Что за важность, ведь и политик может влюбляться. К примеру, Наполеон I влюблялся направо и налево и все же потрясал Европу. Наполеон III также имел немало любовниц, да и сын, говорят, идет по стопам отца и уже выискал себе какую-то англичанку.
Итак, если слабость к женскому полу не компрометирует Бонапартов, то почему она должна умалять достоинства Стаха?
Я как раз размышлял над этим вопросом, когда произошло незначительное событие, которое напомнило мне давнопрошедшие времена и представило Стаха в новом свете.
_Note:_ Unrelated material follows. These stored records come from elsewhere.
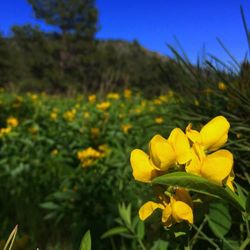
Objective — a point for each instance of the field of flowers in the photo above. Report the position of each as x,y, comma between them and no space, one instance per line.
67,167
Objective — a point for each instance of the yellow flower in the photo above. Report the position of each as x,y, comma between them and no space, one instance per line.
175,209
70,115
92,98
12,122
126,128
114,96
163,154
127,93
159,120
34,97
213,135
5,131
89,156
103,105
215,167
157,101
53,115
94,132
54,152
222,86
104,149
196,103
34,129
86,115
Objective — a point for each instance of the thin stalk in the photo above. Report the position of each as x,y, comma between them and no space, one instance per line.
207,238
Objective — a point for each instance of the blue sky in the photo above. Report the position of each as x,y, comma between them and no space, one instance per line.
154,23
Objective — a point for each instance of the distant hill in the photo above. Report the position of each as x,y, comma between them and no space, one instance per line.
31,60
Ох, не политик он, а нечто совсем иное, — не могу даже хорошенько разобраться, что именно.
Иногда он кажется мне жертвой общественной несправедливости… Но ш-ш-ш, ни слова более! Раз и навсегда: общество не может быть несправедливым… Стоит только людям усомниться в этом, как тотчас начнется бог весть какой ералаш. И тогда, чего доброго, никто не станет заниматься политикой, а все начнут сводить счеты со своими ближними. Итак, лучше уж не затрагивать этого вопроса. (Как много я болтаю на старости лет, и все попусту.)
Однажды вечером сижу у себя и попиваю чаек (Ир тогда тоже был что-то не в себе), вдруг открывается дверь, и кто-то входит. Смотрю, тучная фигура, одутловатое лицо, красный нос, седой чуб. Потянул носом — в комнате запахло не то вином, не то плесенью.
«Ну, думаю, гость-то мой либо покойник, либо винодел. Ни от кого другого так пахнуть не может».
— Что за черт! — удивляется гость. — Неужто ты так возгордился, что и друзей не узнаешь?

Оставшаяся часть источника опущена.